In October 2015, I was awarded a Research Fellowship from The Strong. I had access to the library, the archives, the museum itself, and the seemingly endless rows of shelves full of playthings of the past. Both my 14-year-old self and my current 30-something researcher self were in a happy place. My job is to study video games and teach about them—not a bad gig at all, I must admit—and I have been interested in the history and theory of digital and non-digital play for some time. Since I have a background in film history, I find myself particularly drawn to games that have something to do with cinema. At The Strong, I started looking into early film-to-game adaptations—tie-in games developed between 1982 and 1994—and, to the archivists and librarians, I immediately became the guy playing bad games on a CRT television.
Sure, the arcade tie-in for Star Wars developed by Atari in 1983 is a masterpiece and Batman Returns on the SNES is an unsung brawler classic, but most of the tie-ins of the time are not all that great. They might bring up good memories from your childhood, but I’ve gone through most of them and I can assure you, I cannot see how being stuck with Total Recall for the NES may count as a good time. If you think I am being mean, ask the Electronic Gaming Monthly reviewer who defined it as “a bad dream, with hardly any fun to be found.”

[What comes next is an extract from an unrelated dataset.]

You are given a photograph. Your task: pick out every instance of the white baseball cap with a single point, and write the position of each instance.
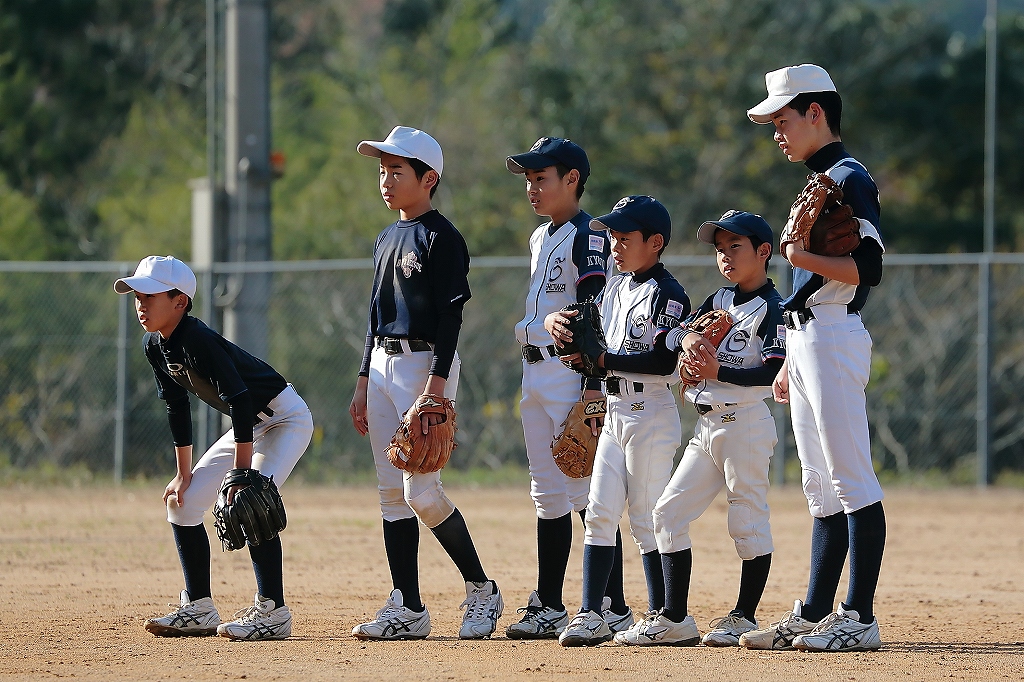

Why study these unaccomplished, disappointing, and often unfinished games then? I did it for two reasons. One: the history of video games that we all know is really, for the most part, a history of good video games, a canon of authors and masterpieces, of beloved classics and hidden gems. I was interested in the other histories that could be found in The Strong’s collection—histories of insane deadlines and questionable licensing deals, histories of toy companies such as LJN testing the waters of the video game market with a series of quirky ideas for movie tie-ins, histories of game designers trying to solve the issue of representing Arnold Schwarzenegger in 8-bit. Two: the history of film-to-game adaptations is also a history of media. In the late 1970s and early 1980s new consumer technologies such as the VCR promised to bring cinema to the television screen, allowing viewers to own movies and watch them in their living rooms at their convenience. Cinema, an experience that had always been remote and public, was becoming familiar, even personal. Film tie-ins contributed to this domestication, made cinema icons all the more accessible and allowed players to interact with the grandiose set-pieces of the Hollywood blockbusters of the 1980s.
For these reasons and many others (for example, did you know that there’s a game based on The Three Stooges?) I find early tie-ins fascinating and worthy of attention. This mixed bag of largely mediocre games, despised by players and derided by critics, may be one of the pieces of the complex puzzle of video game and media history that is still missing. And my three weeks at The Strong allowed me to delve into that missing history and begin rounding out one of the many stories of video games.